The Jogja Notify - Tarbiyah Abawiyah adalah metode pendidikan yang menjadikan ayah sebagai sosok utama sang pengajar (murobbi) berperan sebagai teladan bagi anak-anaknya di tengah fenomena fatherless

ADA kabar kurang bagus tentang Indonesia. Diwartakan bahwa baru-baru ini Indonesia masuk dalam peringkat ketiga kategori fatherless  country di dunia, atau negara yang “kehilangan” peran ayah. Peran ayah Indonesia dalam pengasuhan anak rupanya dinilai masih sangat minim. Psikolog Universitas Gadjah Mada (UGM), Diana Setiyawati, menyampaikan bahwa fenomena fatherless

sosok ayah, red) ini perlu diperhatikan, mengingat dampak dari minimnya peran ayah cukup besar bagi anak. Saat ini, bangsa Indonesia memiliki penduduk usia produktif lebih banyak dibandingkan dengan usia tidak produktif. Jika kita salah mengelola, bukan tidak mungkin akan menjadi bencana.

Fenomena fatherless  kian menunjukkan bahwa peran seorang ayah dalam pola pengasuhan anak sangatlah besar. Bahkan di pembukaan kitabnya yang berjudul Adabul Alim Wal Muta’alim, KH Hasyim Asy’ari menukil sebuah hadis yang diriwayatkan oleh  Sayyidah Aisyah Radhiallahu Anha yang menjelaskan bahwa Rasulullah ﷺ pernah bersabda yang artinya; “Hak anak terhadap orang tuanya (ayah) adalah agar si anak diberikan nama-nama yang bagus, diberikan air susu yang bagus (Yakni Ibu kandung yang berakhlak baik yang memberikan ASI pada si anak), dan diberi pendidikan adab yang bagus.” (KH. Hasyim Asy’ari , Adabul Alim Wal Mutaalim Hal. 09, Cetakan Maktabah Turats Al Islami Ma’had Tebuireng Jombang Jawa Timur).

Melihat hadis di atas nampak jelas bagaimana seorang ayah memiliki tanggung jawab besar yang mana jika perihal tersebut tidak dilaksanakan maka dia telah melanggar hak paling dasar dan paling awal dari seorang anak yakni sebelum menikah si calon ayah harus bisa memilih seorang calon ibu yang berakhlak baik yang kelak bisa menyusui calon anaknya, lalu memberi nama yang bagus (dalam pandangan Islam) dan mendidik anak dengan pelajaran adab yang bagus.
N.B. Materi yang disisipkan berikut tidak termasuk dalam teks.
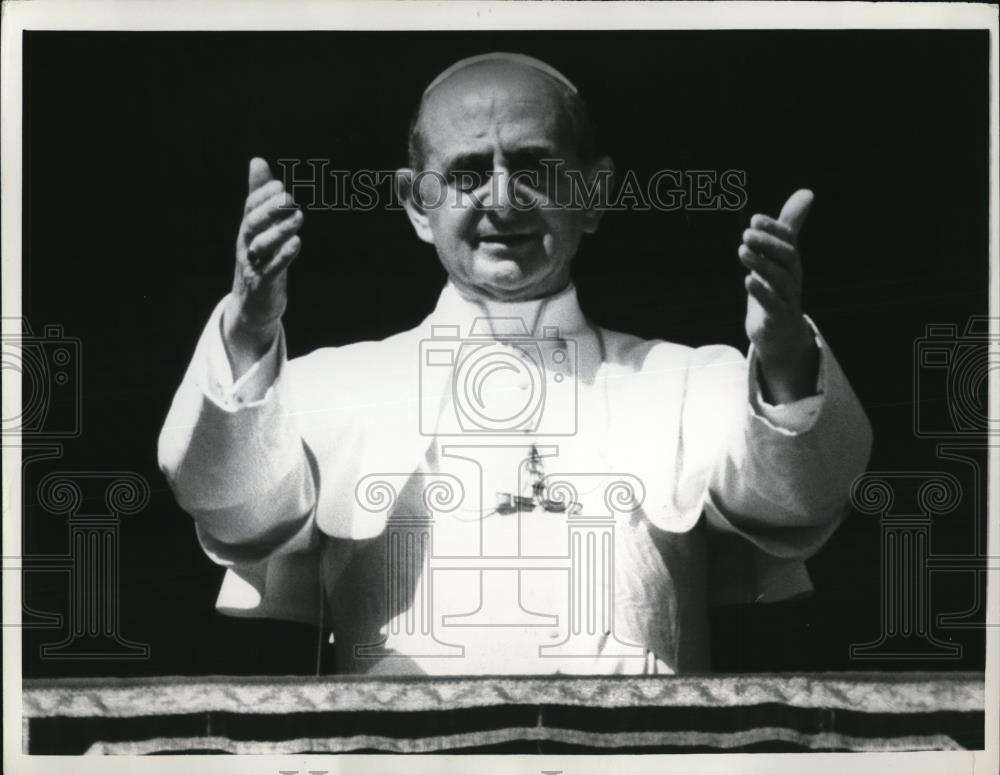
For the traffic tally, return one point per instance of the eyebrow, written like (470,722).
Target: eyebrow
(475,160)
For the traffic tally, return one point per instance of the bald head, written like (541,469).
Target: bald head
(518,86)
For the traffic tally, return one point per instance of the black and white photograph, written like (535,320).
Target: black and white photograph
(514,384)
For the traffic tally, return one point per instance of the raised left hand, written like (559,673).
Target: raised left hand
(789,358)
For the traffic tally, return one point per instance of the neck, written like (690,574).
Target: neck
(481,295)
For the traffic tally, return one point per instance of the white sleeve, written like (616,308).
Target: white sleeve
(233,453)
(784,475)
(252,387)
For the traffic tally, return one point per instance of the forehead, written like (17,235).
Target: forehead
(497,104)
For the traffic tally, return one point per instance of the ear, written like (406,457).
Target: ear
(601,176)
(411,201)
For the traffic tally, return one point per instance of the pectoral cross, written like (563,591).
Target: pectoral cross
(509,503)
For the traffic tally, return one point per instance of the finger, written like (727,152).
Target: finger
(259,173)
(778,229)
(758,287)
(774,274)
(267,242)
(794,213)
(773,247)
(283,257)
(277,207)
(262,194)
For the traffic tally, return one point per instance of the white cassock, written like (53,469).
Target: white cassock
(358,488)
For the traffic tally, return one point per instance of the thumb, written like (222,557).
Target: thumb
(794,213)
(259,174)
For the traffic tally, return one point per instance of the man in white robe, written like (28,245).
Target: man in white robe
(508,487)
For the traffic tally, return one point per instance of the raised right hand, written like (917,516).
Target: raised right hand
(266,244)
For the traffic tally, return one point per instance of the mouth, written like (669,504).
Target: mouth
(506,241)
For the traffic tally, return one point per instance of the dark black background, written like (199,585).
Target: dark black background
(135,154)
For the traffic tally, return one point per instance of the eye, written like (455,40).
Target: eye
(469,179)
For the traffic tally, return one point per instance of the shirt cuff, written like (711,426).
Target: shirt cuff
(795,416)
(251,388)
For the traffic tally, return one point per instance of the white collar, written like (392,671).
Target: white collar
(554,316)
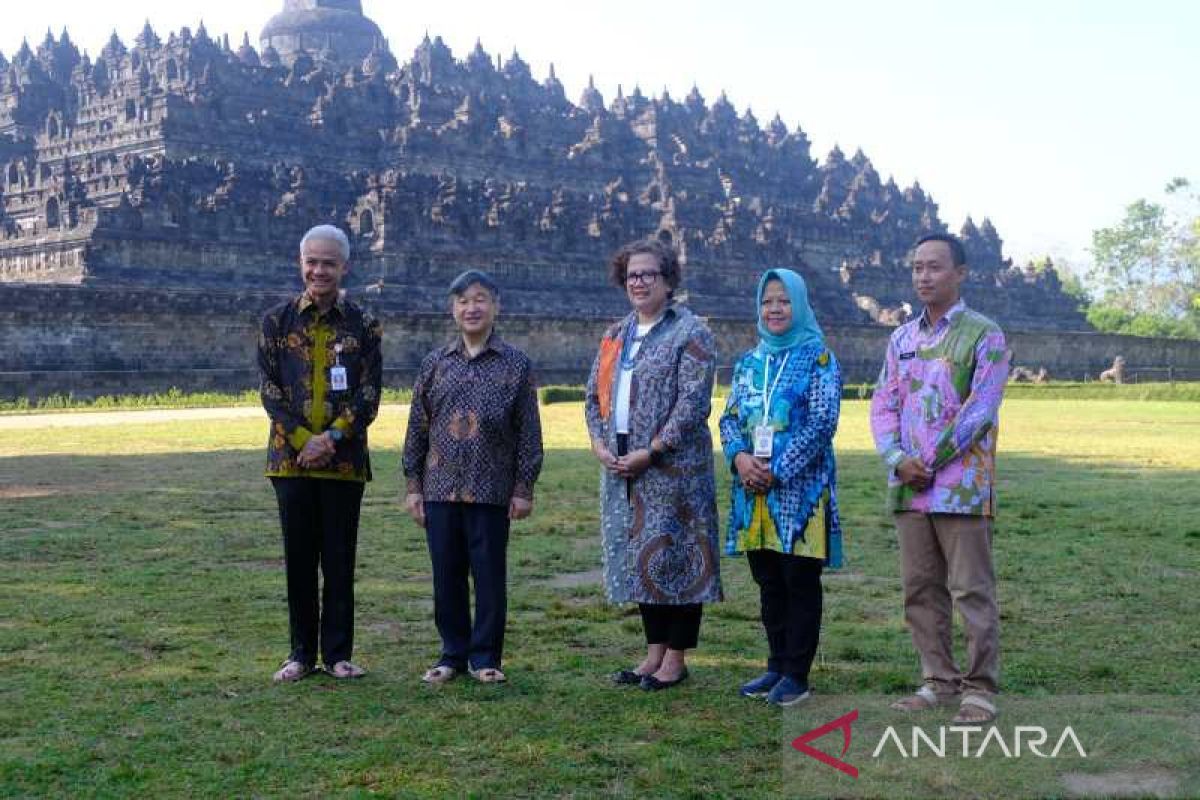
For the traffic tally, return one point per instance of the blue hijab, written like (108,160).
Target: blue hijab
(804,329)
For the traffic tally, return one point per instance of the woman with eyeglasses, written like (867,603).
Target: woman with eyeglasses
(647,409)
(777,432)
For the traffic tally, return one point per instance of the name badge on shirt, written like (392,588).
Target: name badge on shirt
(337,380)
(763,440)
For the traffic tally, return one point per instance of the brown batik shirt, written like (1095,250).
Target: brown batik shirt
(474,433)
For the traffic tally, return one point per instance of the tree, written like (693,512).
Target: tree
(1147,268)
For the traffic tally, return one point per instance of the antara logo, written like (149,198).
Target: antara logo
(841,723)
(1025,739)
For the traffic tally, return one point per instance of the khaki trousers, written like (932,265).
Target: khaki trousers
(946,558)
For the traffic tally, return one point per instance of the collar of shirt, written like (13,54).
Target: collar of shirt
(456,344)
(947,318)
(304,302)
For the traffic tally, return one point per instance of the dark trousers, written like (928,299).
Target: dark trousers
(469,537)
(676,626)
(790,589)
(321,531)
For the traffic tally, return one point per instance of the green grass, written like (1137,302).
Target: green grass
(143,611)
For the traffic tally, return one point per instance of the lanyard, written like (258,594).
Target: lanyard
(767,394)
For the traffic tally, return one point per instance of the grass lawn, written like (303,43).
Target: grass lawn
(142,613)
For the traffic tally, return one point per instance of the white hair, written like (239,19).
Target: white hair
(329,233)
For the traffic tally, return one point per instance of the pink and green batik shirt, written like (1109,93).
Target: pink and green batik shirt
(937,398)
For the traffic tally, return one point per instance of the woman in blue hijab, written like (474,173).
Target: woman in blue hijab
(777,432)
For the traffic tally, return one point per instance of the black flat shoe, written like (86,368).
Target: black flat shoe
(627,678)
(652,684)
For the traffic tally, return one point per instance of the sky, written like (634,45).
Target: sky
(1048,116)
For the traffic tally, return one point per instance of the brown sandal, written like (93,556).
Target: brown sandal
(489,675)
(439,674)
(923,699)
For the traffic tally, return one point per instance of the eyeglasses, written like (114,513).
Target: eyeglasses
(642,278)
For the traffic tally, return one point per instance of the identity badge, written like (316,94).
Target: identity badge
(763,440)
(337,380)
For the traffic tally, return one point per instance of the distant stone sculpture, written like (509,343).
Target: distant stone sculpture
(1027,376)
(1115,373)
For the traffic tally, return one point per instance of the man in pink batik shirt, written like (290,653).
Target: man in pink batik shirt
(934,416)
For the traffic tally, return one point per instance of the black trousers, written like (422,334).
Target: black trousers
(321,531)
(790,589)
(676,626)
(469,539)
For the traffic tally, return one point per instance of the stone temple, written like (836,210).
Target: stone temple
(186,164)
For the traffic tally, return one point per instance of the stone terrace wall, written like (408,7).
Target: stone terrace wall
(58,340)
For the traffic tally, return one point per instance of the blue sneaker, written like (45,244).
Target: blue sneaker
(761,686)
(789,691)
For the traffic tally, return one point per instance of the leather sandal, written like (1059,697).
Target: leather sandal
(923,699)
(346,669)
(487,675)
(439,674)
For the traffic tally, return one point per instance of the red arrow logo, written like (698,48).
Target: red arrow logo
(841,723)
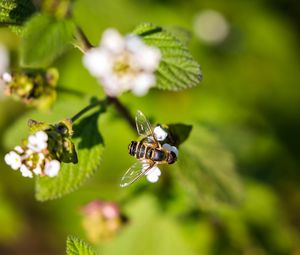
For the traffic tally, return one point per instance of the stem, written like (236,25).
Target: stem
(123,110)
(87,108)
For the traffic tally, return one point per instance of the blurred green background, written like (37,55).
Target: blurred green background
(247,110)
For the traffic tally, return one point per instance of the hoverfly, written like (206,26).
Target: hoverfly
(148,151)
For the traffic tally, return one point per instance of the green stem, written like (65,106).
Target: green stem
(87,108)
(84,42)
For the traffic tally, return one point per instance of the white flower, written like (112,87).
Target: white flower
(13,159)
(159,133)
(171,148)
(25,171)
(153,174)
(38,141)
(123,64)
(19,149)
(37,170)
(52,168)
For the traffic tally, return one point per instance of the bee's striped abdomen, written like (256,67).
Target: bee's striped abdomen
(132,148)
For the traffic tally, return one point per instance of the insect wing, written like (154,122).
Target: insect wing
(142,125)
(136,171)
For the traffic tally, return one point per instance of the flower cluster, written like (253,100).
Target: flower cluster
(33,157)
(102,220)
(122,64)
(154,173)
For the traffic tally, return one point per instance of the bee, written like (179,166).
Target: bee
(148,151)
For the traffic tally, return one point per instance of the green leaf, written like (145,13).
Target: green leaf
(178,133)
(150,227)
(207,170)
(89,144)
(45,38)
(177,69)
(15,12)
(75,246)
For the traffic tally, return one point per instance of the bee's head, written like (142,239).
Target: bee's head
(172,157)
Namun tidak bisa dipungkiri kini zaman telah berubah dan tantangan menjadi ayah kian berat sedangkan kesiapan menjadi ayah tetap rendah. Rendahnya kesiapan menjadi ayah selaras dengan kurangnya kesadaran membangun pernikahan.

Konsekuensi bahwa pernikahan kemungkinan besar menghasilkan keturunan yang menuntut tanggung jawab  lahir dan batin belum sepenuhnya dipahami apalagi disiapkan. Sebab pasangan muda lebih fokus menyiapkan hari pernikahan, dan kurang memikirkan perencanaan membangun keluarga serta cara menjalaninya. 

Seorang dosen di Departemen Ilmu Keluarga dan Konsumen IPB Diah Krisnatuti, mengatakan, saat ini masyarakat masih ragu memperkenalkan peran ayah kepada anak laki-laki yang akan menikah. Pesan pernikahan lebih banyak diberikan kepada anak perempuan agar mereka mampu jadi istri dan ibu yang mengurus anak dan rumah tangga.

Menurutnya, untuk anak laki-laki, pesan umumnya hanya terkait aspek ekonomi agar mereka bertanggung jawab memberi nafkah materi, tidak termasuk di dalamnya nafkah kasih sayang untuk anaknya kelak.

Survei Komisi Perlindungan Anak Indonesia (KPAI) tentang kualitas pengasuhan anak Indonesia 2015 menunjukkan hal itu. Hanya seperempat calon ayah yang mencari informasi pengasuhan anak sebelum menikah. Saat jadi ayah, mereka yang mau belajar pengasuhan pun kurang dari 40 persen. Dan itupun umumnya berasal dari kelompok terdidik dan kelas ekonomi menengah.

Tantangan menjadi ayah saat ini jauh berbeda dengan beberapa dekade yang lalu. Di masa lalu ayah adalah sosok yang ditakuti, tetapi kini ayah dituntut jadi sahabat anak.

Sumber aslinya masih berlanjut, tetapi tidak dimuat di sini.